This week, after more than a decade of debate, government officials chose a site for a new FBI headquarters, replacing the J. Edgar Hoover Building that has stood in downtown Washington, DC, since the 1970s. The new building, which will be located in Maryland, will house thousands of officers and is expected to cost billions.
The government has long advocated for a new building, with the Government Accountability Office (GAO) noting in 2011 that the Hoover Building was “approaching life cycle age and showing signs of deterioration” and “[es] do not fully support the FBI’s long-term requirements for security, space, and building conditions.”
A much more budget-conscious solution, which lawmakers don’t seem to have considered, would be to simply reduce the size of the FBI.
FBI officials wanted to keep the building in Washington, citing its proximity to both the White House and the Department of Justice (DOJ). The agency even proposed building a secondary facility in Maryland or Virginia, which would serve as a “command center for cyber operations.” But lawmakers from those states were unswayed, adding language to a 2022 spending bill directing the General Services Administration (GSA) to choose a new headquarters from three options: Greenbelt, Maryland; Landover, Maryland; and Springfield, Va.

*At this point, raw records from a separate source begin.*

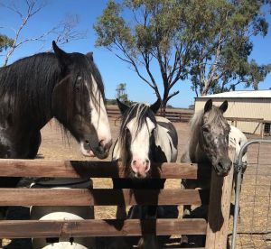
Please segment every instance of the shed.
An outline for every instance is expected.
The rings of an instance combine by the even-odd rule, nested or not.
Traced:
[[[229,107],[224,115],[242,132],[260,134],[263,129],[265,134],[270,134],[271,90],[231,91],[199,97],[195,98],[195,112],[202,109],[209,98],[216,106],[228,100]]]

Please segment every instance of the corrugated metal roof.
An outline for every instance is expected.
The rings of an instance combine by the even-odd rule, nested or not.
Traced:
[[[206,97],[267,97],[271,98],[271,90],[257,90],[257,91],[231,91],[220,94],[207,95],[197,98]]]

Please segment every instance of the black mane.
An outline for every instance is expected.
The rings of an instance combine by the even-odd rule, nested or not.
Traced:
[[[68,63],[74,65],[73,74],[65,71],[56,55],[51,52],[26,57],[0,69],[0,99],[7,102],[14,117],[20,120],[22,115],[27,114],[30,118],[37,115],[47,118],[51,111],[53,88],[63,77],[75,82],[80,75],[92,88],[92,75],[105,99],[102,78],[93,58],[78,52],[70,53],[69,57],[70,61]],[[69,92],[72,93],[73,89]],[[92,91],[90,93],[95,94]]]
[[[119,137],[126,137],[126,126],[127,124],[133,119],[136,117],[137,119],[137,130],[142,128],[142,125],[146,122],[146,118],[150,118],[150,120],[154,124],[155,127],[157,125],[157,122],[155,119],[155,115],[154,112],[151,110],[150,106],[145,104],[134,104],[123,115],[123,122],[121,124]]]

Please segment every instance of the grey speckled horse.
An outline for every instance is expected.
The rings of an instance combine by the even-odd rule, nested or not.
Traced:
[[[199,167],[211,165],[218,176],[228,175],[232,161],[229,158],[229,145],[236,150],[236,158],[240,147],[247,142],[244,134],[236,127],[230,126],[223,116],[228,108],[228,101],[225,100],[220,106],[212,105],[209,99],[204,109],[196,113],[191,122],[191,135],[184,153],[182,155],[182,162],[199,163]],[[247,155],[243,157],[247,162]],[[210,169],[203,168],[203,171]],[[182,180],[182,187],[184,189],[208,189],[210,178],[200,180]],[[191,216],[191,206],[183,207],[183,217]],[[183,238],[187,243],[187,238]]]

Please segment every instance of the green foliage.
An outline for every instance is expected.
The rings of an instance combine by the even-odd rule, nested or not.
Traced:
[[[117,98],[125,104],[131,104],[132,102],[128,99],[128,95],[126,94],[126,84],[120,83],[117,86]]]
[[[14,43],[14,40],[0,33],[0,52],[6,51]]]
[[[270,2],[110,0],[94,25],[96,45],[127,62],[163,106],[178,94],[172,93],[173,87],[187,78],[198,95],[234,89],[238,84],[257,88],[270,67],[248,58],[251,37],[267,33],[261,10],[265,4]],[[160,76],[154,74],[154,67]]]
[[[197,95],[235,90],[236,86],[253,87],[265,79],[269,65],[248,60],[251,37],[265,36],[268,23],[261,12],[263,1],[202,1],[201,16],[205,34],[198,36],[190,70]]]

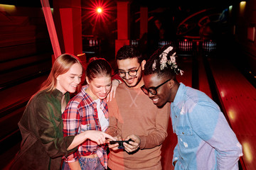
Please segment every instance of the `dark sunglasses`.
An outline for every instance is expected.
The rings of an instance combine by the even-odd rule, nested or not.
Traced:
[[[145,85],[143,85],[142,86],[141,86],[141,89],[143,91],[143,92],[144,92],[144,94],[146,95],[149,95],[149,93],[151,93],[153,95],[156,95],[156,94],[157,94],[156,89],[159,89],[159,87],[161,87],[161,86],[163,86],[164,84],[167,83],[170,80],[171,80],[171,79],[166,80],[166,81],[164,81],[164,83],[162,83],[161,84],[160,84],[156,87],[149,87],[149,89],[146,89]]]

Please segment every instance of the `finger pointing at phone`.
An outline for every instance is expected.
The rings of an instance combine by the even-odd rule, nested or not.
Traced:
[[[132,152],[139,149],[141,140],[139,137],[135,135],[127,136],[126,140],[128,140],[129,139],[131,139],[132,141],[129,142],[129,144],[124,143],[124,149],[127,152]]]

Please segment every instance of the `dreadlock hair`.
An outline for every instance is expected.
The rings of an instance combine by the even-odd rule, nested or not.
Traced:
[[[116,60],[119,60],[132,58],[137,58],[139,64],[144,60],[142,53],[134,45],[124,45],[118,50],[116,56]]]
[[[159,76],[166,76],[176,80],[176,75],[182,75],[176,63],[176,47],[173,43],[166,45],[158,49],[146,61],[144,74],[157,74]]]

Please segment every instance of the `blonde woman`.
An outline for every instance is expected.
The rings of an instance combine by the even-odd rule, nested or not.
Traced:
[[[54,62],[41,89],[30,99],[18,123],[21,148],[11,169],[60,169],[62,157],[90,139],[103,144],[112,137],[103,132],[88,130],[63,137],[62,113],[81,81],[82,66],[70,54]]]

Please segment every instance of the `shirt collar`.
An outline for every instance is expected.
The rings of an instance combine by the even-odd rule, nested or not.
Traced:
[[[177,93],[175,96],[173,104],[176,106],[182,99],[183,91],[185,91],[186,86],[183,83],[180,83]]]

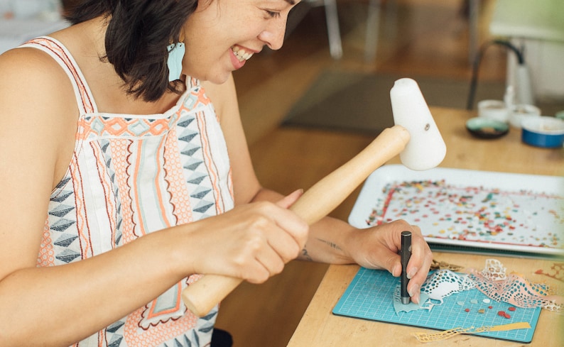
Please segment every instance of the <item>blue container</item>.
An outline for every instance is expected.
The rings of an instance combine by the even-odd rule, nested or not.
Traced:
[[[562,148],[564,145],[564,121],[543,116],[523,121],[521,141],[545,148]]]

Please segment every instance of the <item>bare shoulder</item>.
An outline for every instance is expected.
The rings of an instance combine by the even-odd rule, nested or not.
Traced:
[[[47,53],[34,48],[16,48],[0,55],[0,107],[43,104],[43,111],[60,107],[73,98],[65,71]]]
[[[78,116],[67,74],[47,53],[17,48],[0,55],[0,143],[5,154],[33,158],[43,164],[43,174],[54,180],[64,170],[55,163],[72,153]]]
[[[229,114],[239,116],[237,96],[232,75],[229,75],[229,78],[221,84],[203,81],[202,87],[204,87],[206,94],[213,102],[220,120],[224,119],[226,115]]]
[[[49,197],[72,153],[78,112],[66,73],[40,50],[0,55],[0,74],[2,278],[35,266]]]

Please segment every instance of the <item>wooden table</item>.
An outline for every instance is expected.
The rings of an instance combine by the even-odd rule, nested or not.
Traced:
[[[447,144],[447,155],[441,167],[533,175],[562,175],[564,173],[563,148],[544,149],[525,145],[521,142],[521,130],[514,128],[507,136],[499,139],[477,139],[472,137],[465,128],[466,120],[474,116],[475,113],[435,108],[432,108],[431,112]],[[399,163],[398,158],[390,162]],[[485,260],[492,257],[435,253],[433,258],[467,268],[482,269]],[[501,256],[496,258],[504,263],[508,271],[519,271],[532,282],[562,285],[562,282],[534,273],[538,269],[550,269],[555,260]],[[288,347],[423,346],[411,333],[436,332],[423,328],[332,315],[332,310],[358,268],[357,265],[331,265],[329,268],[290,340]],[[564,334],[561,331],[563,326],[563,314],[543,309],[530,346],[564,346]],[[429,346],[493,347],[519,345],[521,344],[459,335]]]

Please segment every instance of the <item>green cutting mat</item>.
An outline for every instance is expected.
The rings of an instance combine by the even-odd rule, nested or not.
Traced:
[[[531,329],[489,331],[476,335],[526,343],[533,339],[541,314],[540,307],[516,307],[515,311],[510,311],[509,307],[513,306],[504,302],[491,300],[489,304],[485,304],[483,299],[487,297],[476,289],[447,297],[442,304],[433,307],[430,311],[420,309],[396,313],[393,297],[398,283],[399,279],[387,271],[361,268],[337,302],[333,314],[438,330],[526,321],[531,324]],[[477,300],[477,304],[472,304],[472,300]],[[464,304],[461,306],[460,303],[462,302]],[[489,308],[490,306],[491,309]],[[470,309],[470,312],[467,312],[466,309]],[[484,312],[479,313],[479,309],[484,309]],[[508,313],[511,318],[499,316],[498,312],[500,311]]]

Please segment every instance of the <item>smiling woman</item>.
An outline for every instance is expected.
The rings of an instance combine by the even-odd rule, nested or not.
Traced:
[[[83,0],[0,55],[0,345],[210,346],[218,307],[180,299],[199,274],[261,283],[298,258],[398,276],[404,230],[418,299],[418,228],[310,227],[289,209],[300,190],[256,178],[232,72],[282,46],[292,7]]]

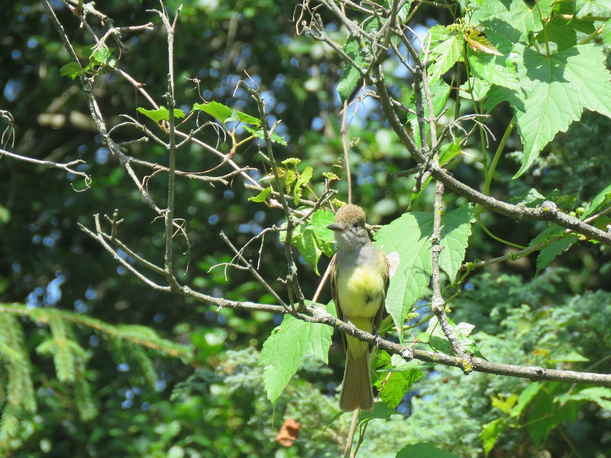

On Thursday, the GSA announced it had chosen Greenbelt, where it would build a new facility next to a smaller facility in downtown Washington that could house up to 1,000 agents. The GSA noted that the Greenbelt location is very close to a Metro stop and would entail the cheapest and fastest timeline for acquisition and construction.
Each of the proposed sites had problems: According to an October DOJ inspector general report, the FBI was “concerned” that the Greenbelt site was “half wetlands and that the amount of buildable space was far less than anticipated when the location was selected.” The Springfield location, while the easiest to access the FBI training facility in Quantico, Virginia, “had multiple government agencies … that had to be relocated, which the FBI said was costly, time-consuming and logistically would be complicated.” FBI officials found all three options lacking, but preferred the Landover location even though it had “the worst access to public transportation,” the DOJ report said.
Regardless of location, the new headquarters won’t come cheap: In its fiscal year 2024 budget proposal, the DOJ asked Congress for $3.5 billion for the new building, which it said would house “at least 7,500 staff.”
But as lawmakers and government agencies have argued over where to house these many employees, they have largely ignored the fact that they could simply shrink the FBI’s footprint.
Proponents of a new facility say the Hoover Building is too small to house the size of the current FBI. In a 2011 response to a GAO report, FBI Deputy Director Thomas Harrington noted that the building “houses only 52% of the headquarters workforce, with the remainder located in 21 offsite leased locations.” Plans for the new headquarters call it a “consolidation” effort intended to bring nearly all agents under one roof.
It’s not clear that the FBI even needs that many agents. From its founding in 1908 until the opening of the Hoover Building in 1975, the FBI operated in the DOJ building. During that time, it mainly enforced interstate crimes such as bank fraud or forced labor.
Over time, the agency’s mandate has increased dramatically – and excessively. “When the FBI first occupied the Hoover Building, it was primarily a law enforcement organization,” said the 2011 GAO report. “Since then, its mission has grown in response to evolving threats and now includes counterterrorism, counterintelligence, deterrence of weapons of mass destruction and cyber security.” As the scope of federal law enforcement has expanded, especially since September 11, so have federal agencies.
Lawmakers have fought for more than a decade over whether to consolidate the FBI’s massive workforce into a multibillion-dollar facility in Maryland or Virginia. They should have been thinking about a completely different issue: how to downsize the expensive and expansive agency.